Conclude la Corte in quel caso “La sentenza impugnata è dunque errata, avendo, invece, dato rilievo alle elargizioni fatte al sig. G. da suo padre (eccettuate, ovviamente, quelle per l’acquisto della casa di abitazione, tradottesi in un diritto reale acquisito al patrimonio del beneficiario), nella determinazione dell’assegno di separazione a suo carico”.

Pertanto, l’esclusione della considerazione degli atti di liberalità è legata al fatto che, pur anche quando si tratti di elargizioni sistematiche che incrementano la disponibilità del coniuge obbligato, in quanto frutto di una volontà sempre revocabile non costituiscono reddito in senso proprio.

Altro è, tuttavia, l’incremento patrimoniale che si verifica una tantum e che in modo definitivo accresce il patrimonio dell’obbligato, e che rappresenta le “altre circostanze” rispetto al reddito di cui l’art 156 c.c. impone di tener conto.

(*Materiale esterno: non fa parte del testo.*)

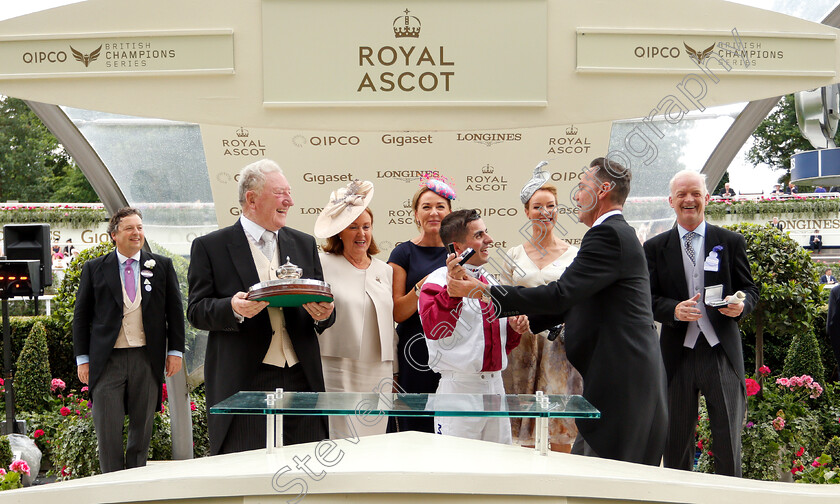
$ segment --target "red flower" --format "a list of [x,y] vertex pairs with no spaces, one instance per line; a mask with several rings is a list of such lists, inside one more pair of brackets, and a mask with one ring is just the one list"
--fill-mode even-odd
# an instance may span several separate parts
[[757,381],[753,380],[752,378],[746,379],[747,385],[747,395],[754,396],[758,394],[758,391],[761,390],[761,385],[758,384]]
[[797,457],[801,457],[803,453],[805,453],[805,447],[804,447],[804,446],[800,446],[800,447],[799,447],[799,451],[797,451],[797,452],[796,452],[796,456],[797,456]]
[[166,384],[164,383],[163,384],[163,397],[161,398],[161,401],[165,401],[167,398],[169,398],[169,394],[166,392]]
[[758,373],[767,376],[770,374],[770,368],[767,366],[761,366],[760,368],[758,368]]
[[196,407],[195,407],[195,402],[190,401],[190,410],[191,410],[191,411],[195,411],[195,410],[197,410],[197,409],[198,409],[198,408],[196,408]]
[[70,476],[70,469],[68,469],[67,466],[61,466],[61,475]]
[[62,406],[59,413],[61,413],[61,416],[67,416],[70,414],[70,408],[68,408],[67,406]]
[[32,433],[32,437],[38,439],[39,437],[44,435],[44,429],[35,429],[35,432]]

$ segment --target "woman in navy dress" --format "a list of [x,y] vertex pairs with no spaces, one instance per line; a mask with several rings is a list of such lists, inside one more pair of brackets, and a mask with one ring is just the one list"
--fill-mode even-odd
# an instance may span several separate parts
[[[420,235],[400,243],[388,264],[394,269],[394,320],[397,322],[398,374],[402,391],[434,393],[440,375],[429,369],[429,351],[417,315],[417,294],[432,271],[446,265],[446,247],[440,240],[440,221],[452,211],[455,191],[441,177],[427,175],[411,199],[414,224]],[[394,418],[394,417],[392,417]],[[434,432],[432,417],[399,417],[389,432]]]

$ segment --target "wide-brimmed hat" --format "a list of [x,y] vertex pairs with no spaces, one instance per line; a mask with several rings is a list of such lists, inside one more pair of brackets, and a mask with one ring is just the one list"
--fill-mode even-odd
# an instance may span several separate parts
[[540,164],[534,168],[534,174],[531,176],[531,180],[525,182],[525,187],[523,187],[522,191],[519,193],[519,200],[522,201],[523,205],[527,205],[531,196],[533,196],[540,187],[548,182],[548,172],[542,169],[543,166],[547,165],[547,161],[540,161]]
[[336,189],[330,201],[315,221],[315,236],[329,238],[337,235],[358,219],[373,199],[373,182],[358,179],[347,187]]

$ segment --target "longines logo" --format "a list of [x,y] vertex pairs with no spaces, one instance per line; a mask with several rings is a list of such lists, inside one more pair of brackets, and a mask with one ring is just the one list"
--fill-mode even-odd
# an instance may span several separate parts
[[481,167],[481,175],[467,175],[465,191],[495,192],[507,189],[508,181],[504,175],[495,175],[496,168],[491,164]]
[[[94,64],[100,59],[104,60],[105,68],[127,69],[148,66],[148,62],[151,60],[175,58],[175,49],[152,47],[152,43],[146,41],[108,42],[99,44],[99,47],[96,48],[93,48],[93,46],[94,44],[90,45],[90,52],[85,52],[89,48],[78,46],[81,49],[77,49],[73,45],[68,44],[70,54],[73,55],[73,60],[78,61],[85,68],[101,67],[101,63]],[[21,57],[26,64],[65,63],[69,59],[67,52],[63,49],[27,51]]]
[[240,127],[234,131],[236,138],[223,138],[223,156],[259,156],[265,157],[265,144],[260,139],[250,138],[251,132]]
[[85,67],[88,67],[91,61],[96,61],[97,59],[99,59],[100,51],[102,51],[101,44],[99,45],[99,47],[97,47],[88,54],[83,54],[82,52],[73,49],[73,46],[70,46],[70,52],[73,53],[73,58],[75,58],[76,61],[81,61],[82,63],[84,63]]
[[490,147],[503,142],[519,142],[522,140],[522,133],[456,133],[455,140],[480,143]]
[[[394,38],[411,41],[420,38],[422,23],[417,16],[397,16],[391,23]],[[359,46],[359,68],[392,67],[386,71],[365,71],[356,88],[357,93],[391,92],[449,92],[455,76],[455,62],[448,60],[444,46]],[[439,70],[438,67],[453,67]],[[384,69],[383,69],[384,70]],[[425,71],[424,71],[425,70]]]
[[589,137],[579,137],[578,129],[572,124],[566,128],[566,136],[548,139],[546,154],[588,154],[591,147]]
[[376,170],[376,178],[401,180],[403,182],[417,182],[420,180],[420,177],[426,173],[432,173],[436,177],[440,176],[440,173],[437,170]]
[[356,135],[341,136],[311,136],[295,135],[292,137],[292,144],[295,147],[311,145],[313,147],[351,147],[359,145],[361,139]]

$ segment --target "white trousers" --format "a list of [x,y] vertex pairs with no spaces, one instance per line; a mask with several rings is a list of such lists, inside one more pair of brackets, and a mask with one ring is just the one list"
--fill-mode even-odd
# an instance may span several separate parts
[[[494,394],[504,395],[502,373],[450,373],[442,372],[437,388],[438,394]],[[446,397],[438,395],[435,405],[445,408]],[[459,398],[459,401],[463,400]],[[484,398],[468,399],[473,406],[482,409]],[[499,398],[501,400],[501,398]],[[498,406],[498,405],[497,405]],[[435,417],[435,433],[468,439],[481,439],[494,443],[511,444],[510,419],[508,417]]]

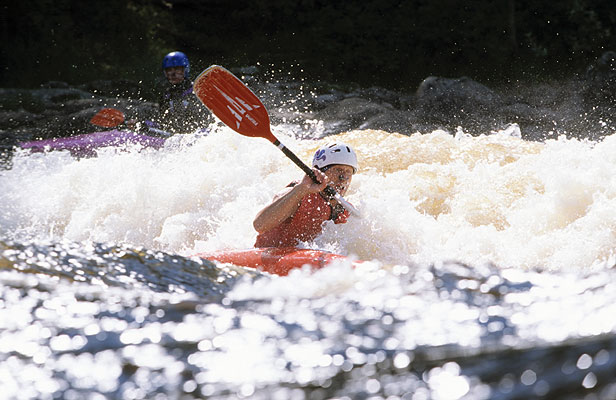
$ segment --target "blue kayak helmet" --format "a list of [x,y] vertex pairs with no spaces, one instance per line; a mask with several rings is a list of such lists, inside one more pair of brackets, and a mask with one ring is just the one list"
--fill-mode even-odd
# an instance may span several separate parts
[[186,54],[181,51],[172,51],[163,58],[163,72],[169,67],[184,67],[184,78],[188,79],[190,62]]

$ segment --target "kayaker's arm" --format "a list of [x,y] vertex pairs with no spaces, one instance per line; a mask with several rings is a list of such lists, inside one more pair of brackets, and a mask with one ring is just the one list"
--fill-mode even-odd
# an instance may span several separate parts
[[304,175],[298,185],[278,194],[270,204],[259,211],[252,223],[255,230],[263,233],[274,229],[297,211],[305,196],[325,189],[327,177],[321,171],[315,170],[315,173],[321,183],[314,183],[308,175]]

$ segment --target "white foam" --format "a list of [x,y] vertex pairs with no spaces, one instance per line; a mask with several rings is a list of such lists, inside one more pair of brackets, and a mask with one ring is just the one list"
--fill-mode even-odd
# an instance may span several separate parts
[[[315,247],[389,264],[455,259],[561,269],[613,259],[616,135],[538,143],[514,128],[478,137],[276,135],[306,161],[336,139],[358,152],[361,169],[345,197],[363,218],[327,226]],[[18,152],[12,169],[0,172],[0,237],[180,254],[247,248],[257,211],[301,177],[271,143],[228,128],[172,142],[81,160]]]

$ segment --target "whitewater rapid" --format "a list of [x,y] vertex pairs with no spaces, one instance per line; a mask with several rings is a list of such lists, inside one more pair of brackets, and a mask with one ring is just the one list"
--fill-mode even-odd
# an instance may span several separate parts
[[[213,264],[302,172],[212,125],[159,150],[16,151],[0,170],[8,398],[613,399],[616,135],[518,127],[344,141],[361,211],[304,246],[375,262]],[[316,135],[315,135],[316,137]],[[3,395],[0,394],[0,397]]]
[[[305,246],[386,265],[614,264],[616,135],[531,142],[515,125],[477,136],[356,130],[319,140],[273,131],[307,163],[331,141],[358,153],[346,198],[362,217],[327,225]],[[250,248],[258,210],[301,174],[268,141],[219,125],[172,137],[160,150],[107,148],[83,159],[18,150],[0,170],[0,238],[184,256]]]

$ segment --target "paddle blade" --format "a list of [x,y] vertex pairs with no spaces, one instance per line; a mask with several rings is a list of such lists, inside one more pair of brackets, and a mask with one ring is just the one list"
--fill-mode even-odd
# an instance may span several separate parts
[[124,122],[124,113],[115,108],[103,108],[90,119],[90,123],[103,128],[115,128]]
[[195,80],[193,91],[218,119],[240,135],[276,141],[261,100],[225,68],[212,65],[203,71]]

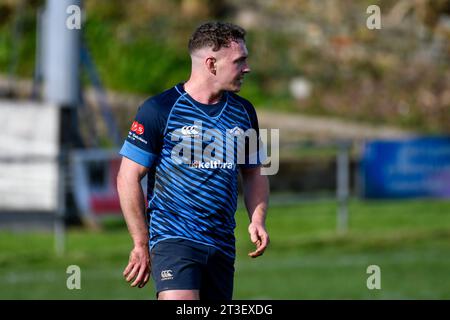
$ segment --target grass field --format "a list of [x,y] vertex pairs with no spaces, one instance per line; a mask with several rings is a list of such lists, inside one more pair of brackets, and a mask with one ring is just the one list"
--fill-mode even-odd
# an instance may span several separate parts
[[[247,217],[237,212],[235,299],[449,299],[450,202],[350,204],[349,231],[335,231],[333,201],[274,204],[271,246],[252,249]],[[122,222],[103,232],[72,229],[66,253],[53,253],[51,233],[0,233],[0,299],[154,299],[153,285],[122,279],[131,241]],[[66,268],[81,268],[81,290],[68,290]],[[369,265],[381,289],[366,286]]]

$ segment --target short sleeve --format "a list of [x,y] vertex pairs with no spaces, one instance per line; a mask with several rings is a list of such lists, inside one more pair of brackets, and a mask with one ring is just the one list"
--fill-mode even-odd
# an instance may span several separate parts
[[166,121],[155,102],[152,100],[144,102],[131,123],[128,136],[119,153],[150,168],[161,153]]
[[256,150],[249,146],[249,141],[246,139],[245,141],[245,164],[242,164],[243,168],[256,168],[262,165],[262,163],[267,159],[266,148],[261,140],[260,132],[259,132],[259,124],[258,124],[258,116],[256,114],[256,110],[253,105],[246,101],[243,103],[245,111],[250,120],[250,125],[253,130],[256,131],[257,135],[257,145]]

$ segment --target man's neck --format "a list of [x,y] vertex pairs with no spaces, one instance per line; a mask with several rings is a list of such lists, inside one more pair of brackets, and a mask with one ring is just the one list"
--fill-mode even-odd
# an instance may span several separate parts
[[216,90],[211,84],[190,78],[184,84],[186,91],[194,100],[203,104],[216,104],[222,99],[223,91]]

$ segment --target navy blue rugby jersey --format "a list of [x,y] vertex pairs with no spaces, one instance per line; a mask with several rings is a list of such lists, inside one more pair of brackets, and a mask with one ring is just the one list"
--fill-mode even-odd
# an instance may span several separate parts
[[149,168],[150,247],[183,238],[234,258],[238,170],[259,166],[259,149],[255,109],[234,93],[205,105],[180,83],[147,99],[120,154]]

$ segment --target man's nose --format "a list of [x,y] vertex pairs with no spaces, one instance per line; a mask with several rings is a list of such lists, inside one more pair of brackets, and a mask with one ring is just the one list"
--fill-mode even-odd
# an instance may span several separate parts
[[250,66],[248,64],[245,64],[244,68],[242,69],[242,72],[243,73],[249,73],[250,71],[252,71],[250,69]]

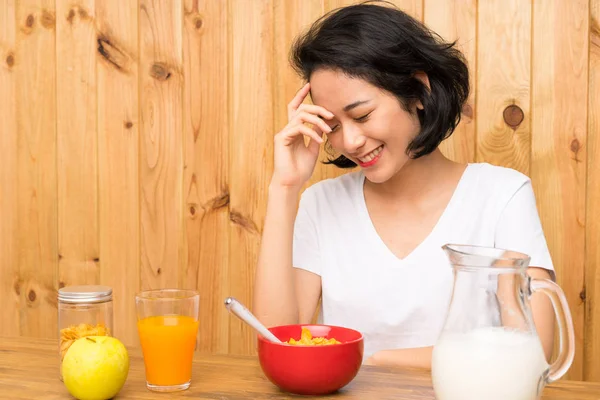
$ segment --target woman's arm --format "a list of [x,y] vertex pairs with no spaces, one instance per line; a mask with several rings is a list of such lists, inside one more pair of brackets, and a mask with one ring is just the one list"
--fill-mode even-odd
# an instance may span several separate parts
[[254,283],[254,313],[267,327],[309,323],[321,294],[321,277],[292,267],[298,192],[273,185]]
[[382,350],[365,361],[366,365],[431,369],[433,347]]
[[[310,321],[321,293],[318,274],[292,266],[294,229],[299,225],[300,253],[317,253],[317,239],[310,218],[302,209],[297,222],[298,197],[310,179],[323,143],[323,132],[331,128],[323,119],[333,114],[322,107],[302,104],[310,84],[300,89],[288,104],[288,124],[275,135],[274,170],[263,225],[260,254],[254,282],[253,310],[266,326]],[[312,128],[308,126],[312,124]],[[305,138],[309,138],[308,145]],[[314,259],[305,260],[309,265]]]
[[[548,270],[543,268],[530,267],[527,270],[527,273],[534,279],[552,280]],[[545,294],[534,293],[531,296],[530,303],[535,329],[537,330],[538,336],[542,342],[542,347],[544,348],[544,353],[546,354],[546,360],[550,362],[552,359],[552,352],[554,350],[554,325],[556,321],[554,309],[552,308],[552,302]]]

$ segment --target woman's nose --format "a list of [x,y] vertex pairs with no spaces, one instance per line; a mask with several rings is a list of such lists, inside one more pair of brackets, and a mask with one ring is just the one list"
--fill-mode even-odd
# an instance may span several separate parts
[[361,148],[365,145],[367,138],[360,131],[344,132],[344,147],[348,154],[358,155]]

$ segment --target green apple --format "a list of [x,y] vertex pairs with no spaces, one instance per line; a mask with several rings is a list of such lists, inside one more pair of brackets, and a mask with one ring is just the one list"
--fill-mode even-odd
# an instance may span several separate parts
[[62,362],[65,386],[79,400],[113,398],[125,384],[128,373],[127,349],[111,336],[77,339]]

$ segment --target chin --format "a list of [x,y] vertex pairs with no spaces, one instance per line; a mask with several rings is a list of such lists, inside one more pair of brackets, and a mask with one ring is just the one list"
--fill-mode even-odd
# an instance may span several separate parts
[[406,165],[378,165],[377,168],[363,168],[365,178],[371,183],[385,183],[394,178]]
[[392,176],[394,176],[394,174],[383,169],[363,169],[363,174],[365,174],[365,178],[371,183],[384,183],[390,180]]

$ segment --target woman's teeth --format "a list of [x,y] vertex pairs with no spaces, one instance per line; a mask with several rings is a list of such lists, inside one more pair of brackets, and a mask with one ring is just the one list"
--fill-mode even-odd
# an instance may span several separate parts
[[378,148],[376,148],[375,150],[373,150],[366,156],[359,158],[359,161],[361,163],[368,163],[369,161],[372,161],[375,157],[377,157],[377,155],[379,153],[381,153],[381,150],[383,150],[383,145],[379,146]]

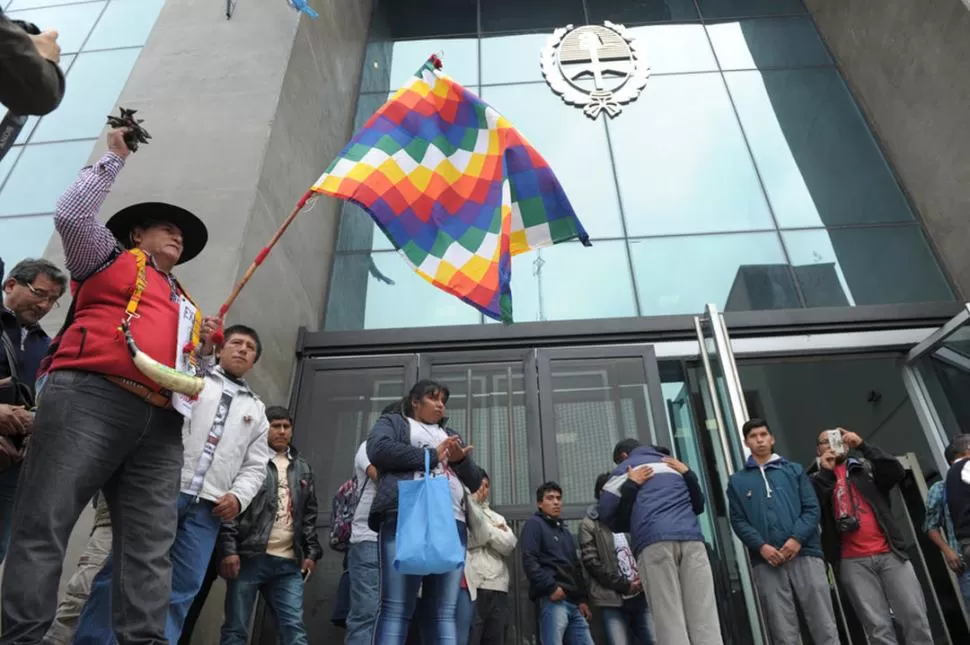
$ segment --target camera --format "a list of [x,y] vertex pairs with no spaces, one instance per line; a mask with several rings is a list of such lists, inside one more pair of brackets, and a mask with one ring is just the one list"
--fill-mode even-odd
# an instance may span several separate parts
[[839,533],[854,533],[859,530],[859,518],[852,515],[843,515],[835,520],[835,528]]
[[26,20],[11,20],[10,22],[17,25],[18,27],[26,31],[28,34],[30,34],[31,36],[40,35],[40,27],[38,27],[32,22],[27,22]]

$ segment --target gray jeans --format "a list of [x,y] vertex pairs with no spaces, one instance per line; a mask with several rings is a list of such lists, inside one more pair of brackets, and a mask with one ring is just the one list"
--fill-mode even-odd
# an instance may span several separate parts
[[703,542],[657,542],[637,556],[657,642],[723,645],[711,560]]
[[64,597],[57,605],[57,615],[54,624],[47,631],[47,643],[54,645],[71,645],[77,622],[84,609],[84,603],[91,594],[91,583],[94,577],[104,567],[105,560],[111,552],[111,526],[98,526],[91,533],[91,539],[84,548],[84,553],[77,562],[77,571],[67,582]]
[[0,645],[44,639],[71,530],[101,489],[111,511],[113,622],[120,645],[167,645],[182,418],[97,374],[48,380],[14,502]]
[[822,558],[801,556],[780,567],[760,563],[754,567],[754,579],[774,645],[802,642],[796,598],[812,633],[812,642],[839,645],[832,591]]
[[844,558],[839,579],[870,645],[897,645],[893,616],[902,627],[906,645],[933,645],[923,589],[909,560],[895,553]]

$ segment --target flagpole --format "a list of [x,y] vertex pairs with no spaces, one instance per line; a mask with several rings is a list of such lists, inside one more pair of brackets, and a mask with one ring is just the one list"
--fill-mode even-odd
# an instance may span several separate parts
[[293,223],[293,220],[296,219],[296,216],[300,214],[300,211],[303,210],[303,207],[306,206],[306,203],[310,200],[311,197],[313,197],[313,195],[314,195],[314,192],[311,189],[311,190],[308,190],[306,194],[300,198],[300,201],[296,203],[296,206],[293,208],[293,211],[289,214],[289,216],[287,216],[285,220],[283,220],[283,223],[280,224],[280,227],[276,229],[276,232],[273,234],[273,237],[270,238],[269,244],[264,246],[263,250],[261,250],[256,255],[256,259],[253,260],[253,263],[249,265],[248,269],[246,269],[246,273],[243,274],[243,277],[239,280],[239,283],[236,284],[236,286],[233,288],[232,293],[229,294],[229,297],[226,299],[226,301],[222,303],[221,307],[219,307],[219,329],[212,334],[212,342],[214,344],[221,345],[225,341],[225,336],[222,332],[222,321],[225,320],[226,314],[229,312],[229,308],[232,307],[232,303],[234,303],[236,301],[236,298],[239,297],[239,292],[243,290],[243,287],[246,286],[246,283],[249,282],[249,279],[253,277],[253,274],[256,273],[256,269],[258,269],[259,265],[263,263],[263,261],[266,259],[266,256],[270,254],[270,251],[273,250],[273,247],[276,246],[276,243],[280,241],[281,237],[283,237],[283,233],[286,232],[286,229],[289,228],[290,224]]

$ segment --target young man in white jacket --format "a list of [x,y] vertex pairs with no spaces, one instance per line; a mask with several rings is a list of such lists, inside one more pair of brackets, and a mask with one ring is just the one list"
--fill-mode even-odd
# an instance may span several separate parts
[[[205,389],[182,426],[178,531],[169,556],[172,597],[166,636],[170,643],[178,642],[185,616],[202,586],[220,523],[246,510],[262,488],[266,463],[273,456],[267,441],[266,406],[243,380],[262,352],[259,335],[245,325],[233,325],[224,334],[219,364],[206,375]],[[111,569],[109,556],[91,586],[74,637],[76,645],[115,642]],[[140,635],[126,637],[139,640]]]
[[468,504],[468,553],[465,580],[475,603],[469,645],[504,645],[509,625],[509,566],[515,533],[488,505],[488,475]]

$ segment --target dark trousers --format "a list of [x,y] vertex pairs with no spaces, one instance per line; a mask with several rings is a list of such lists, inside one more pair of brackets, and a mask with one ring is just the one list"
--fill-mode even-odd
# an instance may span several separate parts
[[195,631],[195,624],[202,615],[202,608],[212,590],[212,583],[219,577],[219,549],[212,552],[212,559],[209,560],[209,568],[206,569],[205,578],[202,579],[202,587],[196,594],[189,613],[185,616],[185,624],[182,626],[182,636],[179,638],[179,645],[189,645],[192,642],[192,632]]
[[118,642],[168,645],[181,427],[174,410],[154,407],[97,374],[51,375],[14,502],[0,645],[40,643],[47,633],[68,538],[99,489],[112,519]]
[[307,645],[300,564],[267,554],[242,558],[239,576],[229,581],[220,644],[246,645],[257,593],[276,614],[280,645]]
[[508,627],[509,595],[504,591],[479,589],[469,645],[505,645]]

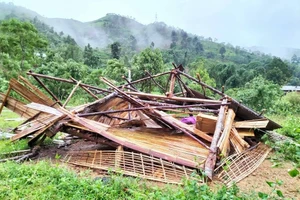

Perciò anche la donazione di immobili in favore del sig. Se.El. – in tanto in quanto ha incrementato il suo patrimonio al pari di quanto sarebbe avvenuto per effetto di una successione mortis causa, che pacificamente viene considerata onde “circostanziare” la valutazione della sussistenza del preteso diritto in discorso (cfr. Cass. n. 8176/2016 per cui “L’acquisto da parte dell’obbligato di una eredità produce un incremento particolare, non riferibile ad uno sviluppo naturale e prevedibile della situazione reddituale; rileva però ai fini della valutazione complessiva delle condizioni economiche delle parti (Cass. 4758 del 2010)”), è stata in questo caso correttamente tenuta in considerazione nella ricostruzione della situazione patrimoniale del ricorrente dal giudice di merito nella sentenza gravata>>.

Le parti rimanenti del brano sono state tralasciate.